Ted Chapelhow

Personal information
- Full name: Edward Chapelhow
- Born: 21 September 1995 (age 30) Runcorn, Cheshire, England
- Height: 6 ft 4 in (1.93 m)
- Weight: 16 st 7 lb (105 kg)

Playing information
- Position: Prop
Club
| Years | Team | Pld | T | G | FG | P |
| 2015–20 | Widnes Vikings | 73 | 6 | 0 | 0 | 24 |
| 2015(loan) | → Whitehaven | 20 | 2 | 0 | 0 | 8 |
| 2016(loan) | → Whitehaven | 24 | 2 | 0 | 0 | 8 |
| 2017(loan) | → Bradford Bulls | 6 | 2 | 0 | 0 | 8 |
| 2018(loan) | → N Wales Crusaders | 1 | 0 | 0 | 0 | 0 |
| 2021–23 | Newcastle Thunder | 62 | 7 | 0 | 0 | 28 |
| 2024– | Oldham | 48 | 8 | 0 | 0 | 32 |
|  | Total | 234 | 27 | 0 | 0 | 108 |
- Source: As of 21 February 2026
- Relatives: Jay Chapelhow (brother)

= Ted Chapelhow =

English rugby league footballer

Edward Chapelhow (born 21 September 1995) is an English professional rugby league footballer who plays as a for Oldham in the RFL Championship.

==Background==
Ted Chapelhow was born in Runcorn, Cheshire, England. His twin brother Jay Chapelhow also plays for Oldham RLFC in the RFL League 1.

==Career==
===Widnes Vikings===
Chapelhow is a graduate of the Widnes Vikings Academy system and played his junior rugby league for the West Bank Bears club. He has represented England at youth team level.

In 2015 he made his professional début for Whitehaven in the Kingstone Press Championship.

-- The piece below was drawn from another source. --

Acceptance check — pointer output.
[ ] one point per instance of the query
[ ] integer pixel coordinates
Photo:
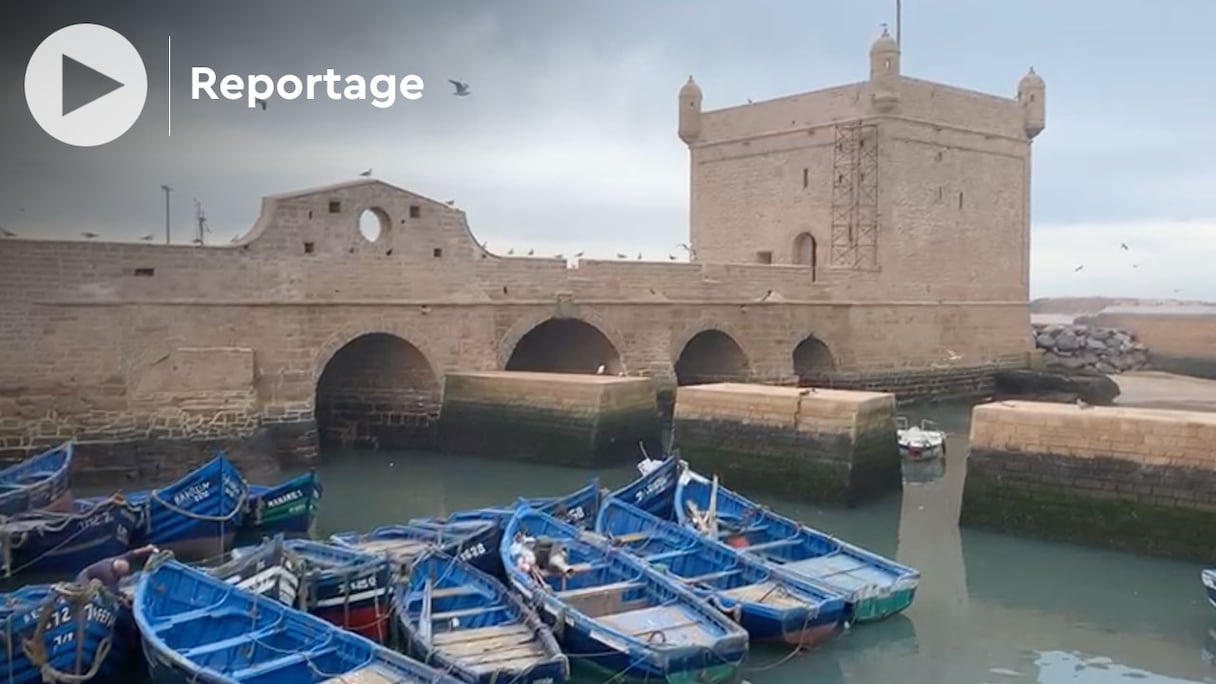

He has since returned to Whitehaven in the Kingstone Press Championship as a dual-registered player.
===Ottawa Aces===
On 10 August 2020 it was announced that Chapelhow, along with his twin brother Jay, had signed for Ottawa Aces.

===Newcastle Thunder===
Due to Ottawa Aces' deferred competition start date, Chapelhow, again with his twin brother, both instead signed up for Newcastle Thunder on 24 December 2020.

===Oldham R.L.F.C.===
On 6 November 2023 it was reported that he had signed for Oldham R.L.F.C. in the RFL League 1 on a one-year deal joining his brother Jay.